Вестники времен
Шрифт:
— Выполнял бы приказ, — уверенно ответил Гунтер, и вдруг осекся. — И вообще, при чем здесь Петербург? Германия и Россия — союзники. Доктор Геббельс каждый день трубил по радио! Воевали против Польши вместе — в газетах было полно фотографий германских и русских офицеров, встретившихся на новой границе…Я в Россию ездил, с нашей военной делегацией. Все было очень хорошо, нас отлично принимали. На банкете за здоровье вашего фюрера, Иосифа Сталина, пили…
— А двадцать второго июня сорок первого года что случилось? — подался вперед Сергей, но мигом остыл: — А-а… ты ж не дожил. Тогда — пока что не враг. И вообще, зачем говорить о прошлом, в смысле о будущем, когда мы с настоящим разобраться не можем? Вот скажи, ты определил свою стратегию жизни здесь?
— Определил, —
— Перед чем, вернее, перед кем? — несказанно поразился Казаков. — Перед своей страной? Богом? Перед… кто у вас, в Германии, сейчас правит, Барбаросса? Перед ним, что ли? Перед этом гандоном штопаным — рыцаришкой пятнадцати лет?
— Ему семнадцать вообще-то, — мрачно заметил Гунтер. — Не забудь, они взрослеют гораздо раньше нас. Если тебе угодно — перед всеми. И перед собой.
— Клиника, — вздыхая, повторился Казаков. — Тут, наверное, какая-то зараза в воздухе. И от нее люди крышею едут, рыцарями становятся. Блин, тоже стану однажды рыцарем… С гербом. Золотой рыбий скелет в зеленом поле, усеянном кучками навоза, подойдет как нельзя лучше. Учитывая отпетое рабоче-крестьянское происхождение. Ладно, это лирика.
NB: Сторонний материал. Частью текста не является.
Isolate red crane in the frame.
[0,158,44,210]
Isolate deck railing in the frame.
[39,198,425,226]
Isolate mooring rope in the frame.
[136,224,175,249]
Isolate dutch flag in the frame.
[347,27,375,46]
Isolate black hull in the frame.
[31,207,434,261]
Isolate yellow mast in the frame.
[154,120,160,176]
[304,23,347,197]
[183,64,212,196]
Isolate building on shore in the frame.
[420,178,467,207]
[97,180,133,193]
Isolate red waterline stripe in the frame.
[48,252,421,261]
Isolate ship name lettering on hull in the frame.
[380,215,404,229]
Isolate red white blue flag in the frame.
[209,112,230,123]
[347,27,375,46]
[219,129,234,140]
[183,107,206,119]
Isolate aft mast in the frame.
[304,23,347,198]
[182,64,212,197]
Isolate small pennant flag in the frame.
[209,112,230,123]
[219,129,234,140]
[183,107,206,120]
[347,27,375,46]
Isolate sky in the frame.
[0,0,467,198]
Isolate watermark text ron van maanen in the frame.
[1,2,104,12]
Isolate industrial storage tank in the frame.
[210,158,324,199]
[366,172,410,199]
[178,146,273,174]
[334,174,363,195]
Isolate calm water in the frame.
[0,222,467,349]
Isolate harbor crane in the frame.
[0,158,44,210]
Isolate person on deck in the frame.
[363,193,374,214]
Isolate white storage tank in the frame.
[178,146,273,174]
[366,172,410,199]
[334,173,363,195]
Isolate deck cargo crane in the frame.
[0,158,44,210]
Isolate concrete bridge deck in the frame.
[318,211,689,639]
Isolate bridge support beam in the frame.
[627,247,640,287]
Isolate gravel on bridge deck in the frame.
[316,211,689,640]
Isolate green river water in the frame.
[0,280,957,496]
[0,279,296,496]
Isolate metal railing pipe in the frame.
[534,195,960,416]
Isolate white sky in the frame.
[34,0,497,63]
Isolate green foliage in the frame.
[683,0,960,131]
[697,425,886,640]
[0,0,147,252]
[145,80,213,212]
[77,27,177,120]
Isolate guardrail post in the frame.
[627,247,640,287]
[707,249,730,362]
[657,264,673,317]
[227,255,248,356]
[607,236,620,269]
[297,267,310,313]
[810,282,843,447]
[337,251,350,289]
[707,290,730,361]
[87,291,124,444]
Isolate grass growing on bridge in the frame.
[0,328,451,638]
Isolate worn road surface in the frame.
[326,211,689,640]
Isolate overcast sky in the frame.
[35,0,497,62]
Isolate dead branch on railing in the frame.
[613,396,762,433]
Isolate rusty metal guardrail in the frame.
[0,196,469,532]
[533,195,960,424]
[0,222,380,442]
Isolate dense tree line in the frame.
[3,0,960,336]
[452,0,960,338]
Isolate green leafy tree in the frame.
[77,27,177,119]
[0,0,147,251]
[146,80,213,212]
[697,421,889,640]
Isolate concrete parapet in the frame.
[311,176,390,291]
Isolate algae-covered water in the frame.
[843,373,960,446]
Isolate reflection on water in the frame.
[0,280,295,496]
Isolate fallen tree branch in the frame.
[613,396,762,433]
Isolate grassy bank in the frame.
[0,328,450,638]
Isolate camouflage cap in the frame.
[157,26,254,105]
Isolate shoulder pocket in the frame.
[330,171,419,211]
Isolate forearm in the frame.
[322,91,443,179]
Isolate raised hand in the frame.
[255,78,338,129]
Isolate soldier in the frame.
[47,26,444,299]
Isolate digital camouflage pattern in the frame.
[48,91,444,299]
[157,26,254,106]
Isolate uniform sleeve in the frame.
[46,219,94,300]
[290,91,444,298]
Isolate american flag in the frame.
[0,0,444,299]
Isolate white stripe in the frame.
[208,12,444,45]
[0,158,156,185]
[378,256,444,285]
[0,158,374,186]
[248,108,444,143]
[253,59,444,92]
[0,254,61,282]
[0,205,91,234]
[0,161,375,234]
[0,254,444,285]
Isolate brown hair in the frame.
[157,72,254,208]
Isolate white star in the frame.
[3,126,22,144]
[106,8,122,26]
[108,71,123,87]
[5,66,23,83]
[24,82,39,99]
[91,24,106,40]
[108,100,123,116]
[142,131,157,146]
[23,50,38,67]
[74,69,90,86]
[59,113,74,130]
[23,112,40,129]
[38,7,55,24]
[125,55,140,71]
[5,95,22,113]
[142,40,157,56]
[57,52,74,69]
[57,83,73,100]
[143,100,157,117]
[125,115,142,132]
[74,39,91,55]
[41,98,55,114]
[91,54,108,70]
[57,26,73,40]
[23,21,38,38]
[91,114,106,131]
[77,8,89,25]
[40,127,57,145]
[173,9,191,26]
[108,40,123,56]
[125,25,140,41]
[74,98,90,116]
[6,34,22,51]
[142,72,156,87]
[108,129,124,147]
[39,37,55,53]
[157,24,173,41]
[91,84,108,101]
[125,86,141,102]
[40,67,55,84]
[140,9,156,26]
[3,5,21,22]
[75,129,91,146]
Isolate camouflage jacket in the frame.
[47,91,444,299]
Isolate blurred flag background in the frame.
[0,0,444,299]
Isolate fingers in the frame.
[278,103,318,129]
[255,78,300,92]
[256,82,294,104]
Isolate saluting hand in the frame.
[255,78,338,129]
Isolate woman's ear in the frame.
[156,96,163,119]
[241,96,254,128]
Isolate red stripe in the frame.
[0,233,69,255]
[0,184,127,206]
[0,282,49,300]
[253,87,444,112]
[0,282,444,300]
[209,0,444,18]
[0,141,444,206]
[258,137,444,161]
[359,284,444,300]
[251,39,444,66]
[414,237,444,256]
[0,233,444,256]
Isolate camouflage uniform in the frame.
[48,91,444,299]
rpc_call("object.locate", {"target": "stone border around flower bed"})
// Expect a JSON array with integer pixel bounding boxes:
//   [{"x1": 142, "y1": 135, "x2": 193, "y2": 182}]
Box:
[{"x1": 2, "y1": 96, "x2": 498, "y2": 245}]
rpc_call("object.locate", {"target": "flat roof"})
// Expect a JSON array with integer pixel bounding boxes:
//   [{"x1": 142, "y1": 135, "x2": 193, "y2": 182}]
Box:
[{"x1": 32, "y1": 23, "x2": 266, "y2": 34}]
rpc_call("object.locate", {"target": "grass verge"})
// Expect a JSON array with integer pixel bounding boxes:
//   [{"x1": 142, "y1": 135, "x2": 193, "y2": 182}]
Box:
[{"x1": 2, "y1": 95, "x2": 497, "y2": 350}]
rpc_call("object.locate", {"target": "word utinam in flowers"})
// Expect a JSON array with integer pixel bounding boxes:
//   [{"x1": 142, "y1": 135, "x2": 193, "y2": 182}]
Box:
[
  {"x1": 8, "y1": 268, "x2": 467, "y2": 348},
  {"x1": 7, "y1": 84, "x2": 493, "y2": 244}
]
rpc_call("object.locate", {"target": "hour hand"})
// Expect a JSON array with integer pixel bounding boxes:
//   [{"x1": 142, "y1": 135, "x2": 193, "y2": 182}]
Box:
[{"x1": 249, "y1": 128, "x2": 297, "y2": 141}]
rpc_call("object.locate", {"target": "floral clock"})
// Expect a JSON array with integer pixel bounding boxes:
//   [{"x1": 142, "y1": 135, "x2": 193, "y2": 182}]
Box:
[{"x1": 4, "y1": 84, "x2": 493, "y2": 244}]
Да пойми ты, немчура, наша стратегия, тактика, а также то, что именуется ученым словом «концепция», выражается в одном-единственном принципе: выживание. Повторить по слогам? По-английски, по-французски? На хинди? На идиш? Вы-жи-ва-ни-е!
— Угу, — Гунтер меланхолично рассматривал угольки костра, и спросил почему-то: — У вас проказу научились лечить?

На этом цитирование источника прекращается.